Although not first thought of as such, critical infrastructures are a key institutional mechanism for the distinguishing and dispersing social values.
Critical infrastructures instantiate social values not abstractly but as differences taken into account when societal reliability and safety matter now. These differences—more properly, differentiated knowledge bases about and orientations to reliability and safety at the event and system levels—are reconciled by infrastructure control rooms (where they exist) in real time and in the name of ensuring high reliability (including safety), then and there.
I
Trust is a good example of how a social value is specified and differentiated by infrastructures. Broader discussions about “trust requires shared values” miss the fact that team situation awareness of systemwide reliability operators is much more about knowledge management, distributed cognition, and keeping a shared bubble of system understanding than it is about “trust” as a singularly important social value.
For that matter, distrust is as core as trust. One reason operators are reliable is that they actively distrust the future will be stable or reliable in the absence of the system’s vigilant real-time management. There has been much less discussion of the positive function of distrust as a social value. In contrast, “distrust” often takes the adjective, “polarizing.”
II
So too for “dread.” Widespread social dread–as in the societal dread that drives the reliability management of very hazardous infrastructures–is almost always taken to be negative. Here too, though, dread has a positive function.
Every day, nuclear plant explosions, airline crashes, financial meltdowns, massive water-supply collapse—and more—are avoided that would have happened had not operators and managers in these large systems prevented their occurrence.
Why? Because societal dread is so intense that these events must be precluded from happening on an active basis. (It might be better to say that we don’t know “societal dread” unless we observe how knowledgeable professionals operate and manage complex critical infrastructures.)

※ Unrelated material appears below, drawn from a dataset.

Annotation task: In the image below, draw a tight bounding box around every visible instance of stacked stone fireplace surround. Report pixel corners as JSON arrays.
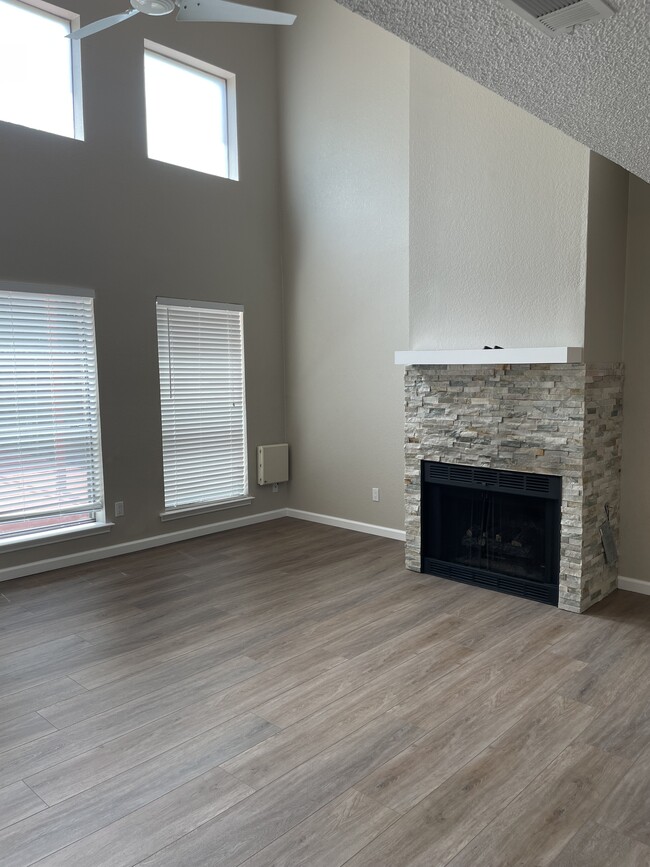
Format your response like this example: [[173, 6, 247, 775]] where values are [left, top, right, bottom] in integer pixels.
[[404, 363, 624, 613]]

There is such fear of what would happen if large interconnected electricity, telecommunications, water, transportation, financial services and like did fail that it is better to manage them than not have them. We’ve structured our lives to depend on these systems, at least for right now.
III
All of us of course must wonder at the perversity of this. But that is the function of this dread, and distrust for that matter, isn’t it? Namely: to push us further in probing what it means to privilege social and individual reliability and safety over other values and desires. We are meant to ask: What would it look like in world where such reliability and safety are not so privileged?
For the answer to that question is altogether too evident: Most of the planet already lives in that world of unreliability and little safety. We’re meant to ask, precisely because the answer is that clear.